新生なでしこ、殻を破るまでは至らず。だが「泣いた日々」を乗り越え植木理子がエース級の活躍

  • 早草紀子●取材・文 text by Hayakusa Noriko
  • photo by 2022 Asian Football Confederation (AFC)

「チームを勝たせるゴールを決められなかった」----準決勝で先制点、勝ち越しゴールを決めた植木理子(日テレ・東京ヴェルディベレーザ)は悔しそうに語った。

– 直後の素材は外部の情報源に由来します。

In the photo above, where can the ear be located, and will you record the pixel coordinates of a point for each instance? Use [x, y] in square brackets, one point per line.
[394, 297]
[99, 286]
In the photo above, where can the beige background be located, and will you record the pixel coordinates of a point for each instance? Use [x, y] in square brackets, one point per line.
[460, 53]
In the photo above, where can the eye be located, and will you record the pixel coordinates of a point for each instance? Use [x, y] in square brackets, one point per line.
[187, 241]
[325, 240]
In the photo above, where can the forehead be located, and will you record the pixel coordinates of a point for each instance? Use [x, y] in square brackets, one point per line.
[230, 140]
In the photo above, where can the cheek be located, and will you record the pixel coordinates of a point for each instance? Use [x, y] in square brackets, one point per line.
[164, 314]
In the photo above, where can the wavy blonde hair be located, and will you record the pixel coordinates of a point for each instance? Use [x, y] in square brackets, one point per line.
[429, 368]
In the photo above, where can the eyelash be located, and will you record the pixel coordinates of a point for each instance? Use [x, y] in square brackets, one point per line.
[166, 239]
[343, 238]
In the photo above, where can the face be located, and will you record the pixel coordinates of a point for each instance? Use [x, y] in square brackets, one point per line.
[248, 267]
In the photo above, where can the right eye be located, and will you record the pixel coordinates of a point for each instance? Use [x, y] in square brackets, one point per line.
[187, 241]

今大会、なでしこジャパンのなかで最も成長した姿を見せた植木里子今大会、なでしこジャパンのなかで最も成長した姿を見せた植木里子この記事に関連する写真を見る なでしこジャパンはAFC女子アジアカップの準々決勝でタイに7-0で大勝し、早々にワールドカップ出場権を手にしていた。比較的楽なグループリーグで戦い、最終戦の韓国戦は力が拮抗したが、それでも日本にはまだ余裕があった。感覚としては準決勝の中国に対しても同じで、ポゼッションは日本が支配していた。

 ボランチからの展開をケアされ、攻撃のスイッチを入れても2本目3本目の決定的なパスはとおらず、攻撃のテンポも上がらない。うまくくさびが入っても、そこからタテへのボールはひっかかる。相手の好守備だけでなく、日本の粗さも目立っていた。

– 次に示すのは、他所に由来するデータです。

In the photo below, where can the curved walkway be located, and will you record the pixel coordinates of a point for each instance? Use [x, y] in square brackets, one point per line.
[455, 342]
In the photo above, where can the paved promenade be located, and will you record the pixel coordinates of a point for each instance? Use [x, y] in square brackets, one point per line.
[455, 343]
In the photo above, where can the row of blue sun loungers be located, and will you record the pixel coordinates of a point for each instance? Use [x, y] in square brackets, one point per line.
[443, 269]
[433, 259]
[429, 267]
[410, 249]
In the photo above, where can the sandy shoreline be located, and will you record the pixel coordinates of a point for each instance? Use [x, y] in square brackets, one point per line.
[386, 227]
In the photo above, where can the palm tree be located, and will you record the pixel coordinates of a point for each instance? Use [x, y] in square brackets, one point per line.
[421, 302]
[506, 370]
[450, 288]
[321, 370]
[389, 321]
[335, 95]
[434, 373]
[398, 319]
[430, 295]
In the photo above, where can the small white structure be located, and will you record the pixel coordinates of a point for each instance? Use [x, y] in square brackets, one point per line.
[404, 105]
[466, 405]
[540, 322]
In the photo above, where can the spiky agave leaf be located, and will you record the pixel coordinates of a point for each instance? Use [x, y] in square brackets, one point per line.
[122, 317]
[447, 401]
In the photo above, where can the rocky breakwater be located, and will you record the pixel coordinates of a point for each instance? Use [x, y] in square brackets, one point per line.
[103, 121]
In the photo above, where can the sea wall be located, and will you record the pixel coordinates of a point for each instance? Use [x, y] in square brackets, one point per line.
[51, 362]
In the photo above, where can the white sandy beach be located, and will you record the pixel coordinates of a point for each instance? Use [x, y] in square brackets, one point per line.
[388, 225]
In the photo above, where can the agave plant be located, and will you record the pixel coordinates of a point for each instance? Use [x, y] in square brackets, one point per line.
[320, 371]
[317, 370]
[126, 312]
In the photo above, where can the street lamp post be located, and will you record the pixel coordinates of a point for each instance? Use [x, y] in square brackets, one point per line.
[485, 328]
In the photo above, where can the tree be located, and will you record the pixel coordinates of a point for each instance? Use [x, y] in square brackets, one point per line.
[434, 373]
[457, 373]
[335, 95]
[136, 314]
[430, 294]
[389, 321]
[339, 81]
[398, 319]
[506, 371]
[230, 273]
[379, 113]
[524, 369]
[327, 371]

 それでも植木は2度、中国ゴールをこじ開けた。26分に宮澤ひなた(マイナビ仙台レディース)の速いクロスに、得意のヘディングで後ろにコースを変えた難しいゴールは待望の先制点。2点目は追いつかれた延長で見せた勝ち越し弾。長谷川唯(ウェストハム・ユナイテッド)のフリーキックが壁を越えて落ちてきたところをダイビングヘッドで押し込んだ。

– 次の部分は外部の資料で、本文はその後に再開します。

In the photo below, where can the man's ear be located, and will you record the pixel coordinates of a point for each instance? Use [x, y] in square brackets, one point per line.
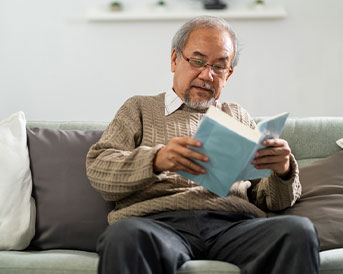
[230, 72]
[173, 60]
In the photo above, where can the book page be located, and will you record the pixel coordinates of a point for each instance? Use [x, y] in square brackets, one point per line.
[227, 121]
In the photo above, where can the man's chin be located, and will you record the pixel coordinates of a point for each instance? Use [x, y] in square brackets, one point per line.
[199, 105]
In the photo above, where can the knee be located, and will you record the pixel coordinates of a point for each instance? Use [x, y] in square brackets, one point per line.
[299, 230]
[123, 233]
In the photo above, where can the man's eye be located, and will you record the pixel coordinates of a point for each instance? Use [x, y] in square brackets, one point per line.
[197, 63]
[218, 67]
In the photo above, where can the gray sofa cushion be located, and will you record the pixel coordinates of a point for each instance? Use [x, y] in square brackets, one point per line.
[70, 213]
[77, 262]
[322, 199]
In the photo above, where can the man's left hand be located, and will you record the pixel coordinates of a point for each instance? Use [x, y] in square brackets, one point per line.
[275, 156]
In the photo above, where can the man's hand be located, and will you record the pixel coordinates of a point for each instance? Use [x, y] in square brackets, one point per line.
[275, 157]
[177, 156]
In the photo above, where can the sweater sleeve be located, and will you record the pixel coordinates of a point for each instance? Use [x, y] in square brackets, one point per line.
[117, 165]
[272, 193]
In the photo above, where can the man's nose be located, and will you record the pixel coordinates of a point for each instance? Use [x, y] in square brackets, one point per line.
[206, 74]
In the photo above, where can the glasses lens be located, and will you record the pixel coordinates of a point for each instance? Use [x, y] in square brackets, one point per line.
[196, 63]
[218, 69]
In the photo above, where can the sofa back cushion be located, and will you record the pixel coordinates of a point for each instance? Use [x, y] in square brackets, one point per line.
[70, 213]
[322, 199]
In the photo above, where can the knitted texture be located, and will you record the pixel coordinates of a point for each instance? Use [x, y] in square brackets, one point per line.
[120, 166]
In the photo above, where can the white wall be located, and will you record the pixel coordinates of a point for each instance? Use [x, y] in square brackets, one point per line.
[54, 65]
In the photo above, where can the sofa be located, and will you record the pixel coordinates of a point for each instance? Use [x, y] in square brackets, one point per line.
[312, 140]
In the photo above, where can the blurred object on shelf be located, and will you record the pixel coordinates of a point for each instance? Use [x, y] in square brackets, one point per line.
[116, 6]
[214, 5]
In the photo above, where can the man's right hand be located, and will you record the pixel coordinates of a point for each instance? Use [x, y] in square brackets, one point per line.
[177, 156]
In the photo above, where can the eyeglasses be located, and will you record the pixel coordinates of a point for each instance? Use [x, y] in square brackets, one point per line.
[201, 65]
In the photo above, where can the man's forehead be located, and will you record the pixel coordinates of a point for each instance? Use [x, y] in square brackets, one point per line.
[203, 41]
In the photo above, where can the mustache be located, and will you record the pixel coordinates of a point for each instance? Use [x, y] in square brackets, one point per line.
[204, 85]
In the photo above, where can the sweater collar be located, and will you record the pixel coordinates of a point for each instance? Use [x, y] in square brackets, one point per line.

しっかりと試合を締めてさえいれば、植木が理想として追い求めている"チームを勝たせるゴール"を挙げる役割は果たせていたはずだった。その後、終了間際に追いつかれ嫌なムードを残したままPKに入り、流れは中国へ。女子アジアカップ3連覇の道はここで途絶えた。攻守、ゲームコントロール、ベンチワーク......未熟さが目立つ戦いから殻を破るまでに至らず、ディフェンディングチャンピオンは準決勝で姿を消すことになった。